I’m using Java 11. I have a class that uses the deprecated finalize method, and I want to start using ‘Cleaner’ instead.
This is the class I use:
public class TempFile2 extends File
{
private static final Cleaner cleaner = Cleaner.create();
public TempFile2(String pathname)
{
super(pathname);
cleaner.register(this, cleanAction());
}
private Runnable cleanAction() {
return () -> {
System.out.println("inside cleanAction");
if (this.exists())
{
System.out.println("deleting " + this.getName());
this.delete();
}
};
}
}
And using it like so:
public static void main(String[] args) throws IOException, InterruptedException {
String filePath = "<some_path>";
TempFile2 tempFile2 = new TempFile2(filePath);
tempFile2.createNewFile();
tempFile2 = null;
System.gc();
Thread.sleep(10);
}
Why is the cleanAction() method inside TempFile2 not called? (by the way, I know that System.gc() doesn’t guarantee GC to run, but I know that in my example it runs since I’m also monitoring with VisualVM and trigger GC from there, and verify it runs).

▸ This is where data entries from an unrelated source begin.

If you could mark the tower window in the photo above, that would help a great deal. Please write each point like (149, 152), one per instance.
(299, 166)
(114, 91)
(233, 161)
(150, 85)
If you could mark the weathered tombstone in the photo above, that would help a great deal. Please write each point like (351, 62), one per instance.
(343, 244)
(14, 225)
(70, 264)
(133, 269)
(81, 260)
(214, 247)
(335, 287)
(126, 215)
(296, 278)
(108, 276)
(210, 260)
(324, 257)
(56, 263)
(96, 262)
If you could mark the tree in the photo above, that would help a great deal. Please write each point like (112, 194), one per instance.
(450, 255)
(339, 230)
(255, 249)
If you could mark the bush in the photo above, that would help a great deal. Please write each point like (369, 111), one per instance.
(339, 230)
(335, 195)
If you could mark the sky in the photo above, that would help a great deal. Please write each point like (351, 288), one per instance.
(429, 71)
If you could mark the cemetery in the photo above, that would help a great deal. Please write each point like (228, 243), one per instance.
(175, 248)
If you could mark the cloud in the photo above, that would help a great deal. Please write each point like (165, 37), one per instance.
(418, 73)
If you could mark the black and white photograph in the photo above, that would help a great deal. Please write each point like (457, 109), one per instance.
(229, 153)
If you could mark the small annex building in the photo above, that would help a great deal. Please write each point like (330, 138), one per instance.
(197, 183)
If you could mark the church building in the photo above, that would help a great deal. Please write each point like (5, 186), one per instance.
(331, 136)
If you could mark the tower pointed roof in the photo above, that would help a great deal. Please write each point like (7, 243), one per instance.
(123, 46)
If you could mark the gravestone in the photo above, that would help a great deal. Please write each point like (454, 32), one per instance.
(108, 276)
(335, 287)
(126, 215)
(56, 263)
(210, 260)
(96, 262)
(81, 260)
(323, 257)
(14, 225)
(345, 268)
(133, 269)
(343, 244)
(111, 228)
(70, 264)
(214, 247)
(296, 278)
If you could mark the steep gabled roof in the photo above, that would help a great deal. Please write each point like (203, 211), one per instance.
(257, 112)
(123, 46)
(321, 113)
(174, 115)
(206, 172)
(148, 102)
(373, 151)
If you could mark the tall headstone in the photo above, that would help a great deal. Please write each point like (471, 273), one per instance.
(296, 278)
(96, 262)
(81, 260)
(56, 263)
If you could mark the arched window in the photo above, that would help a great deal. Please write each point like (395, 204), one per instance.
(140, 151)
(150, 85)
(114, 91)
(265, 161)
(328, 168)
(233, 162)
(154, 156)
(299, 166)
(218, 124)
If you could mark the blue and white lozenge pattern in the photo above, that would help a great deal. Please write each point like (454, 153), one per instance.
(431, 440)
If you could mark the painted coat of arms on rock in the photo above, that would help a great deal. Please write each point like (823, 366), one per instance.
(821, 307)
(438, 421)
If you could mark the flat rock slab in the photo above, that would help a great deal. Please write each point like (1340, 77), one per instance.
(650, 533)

When I run the same except TempFile2 is using a finalize() method then the finalize() is called.
>Solution :
You’re doing exactly what the javadoc of Cleaner tells you not to do:
Note that the cleaning action must not refer to the object being
registered. If so, the object will not become phantom reachable and
the cleaning action will not be invoked automatically.
Also, it is not recommended to use things like lambdas or (anonymous) inner classes, because that will (or in the case of lambdas, could) retain a strong reference (which is what happens here because your lambda references this).
You cannot write a direct equivalent of your old finalizer. Either consider calling File#deleteOnExit() in the constructor (which might be too long a delay for long running programs), or register the path as a string or Path in your cleanup action, and do the cleanup action with that.
For example, something like this:
public class TempFile2 extends File {
private static final Cleaner cleaner = Cleaner.create();
public TempFile2(String pathname) {
super(pathname);
cleaner.register(this, new CleanupFileAction(this.toPath()));
}
private static class CleanupFileAction implements Runnable {
private final Path filePath;
private CleanupFileAction(Path filePath) {
this.filePath = filePath;
}
@Override
public void run() {
try {
Files.deleteIfExists(filePath);
} catch (IOException ignored) {
}
}
}
}
Note that if the Path object created by File.toPath would somehow retain a reference to the original TempFile2 instance, this wouldn’t work either, but luckily that is not how Path and (File#toPath()) is implemented.
As an aside, the general advice when it comes to Cleaner instances, is to create only one for your application or library, unless you think so many cleanup actions will get triggered by your code that a single thread is not sufficient to keep up.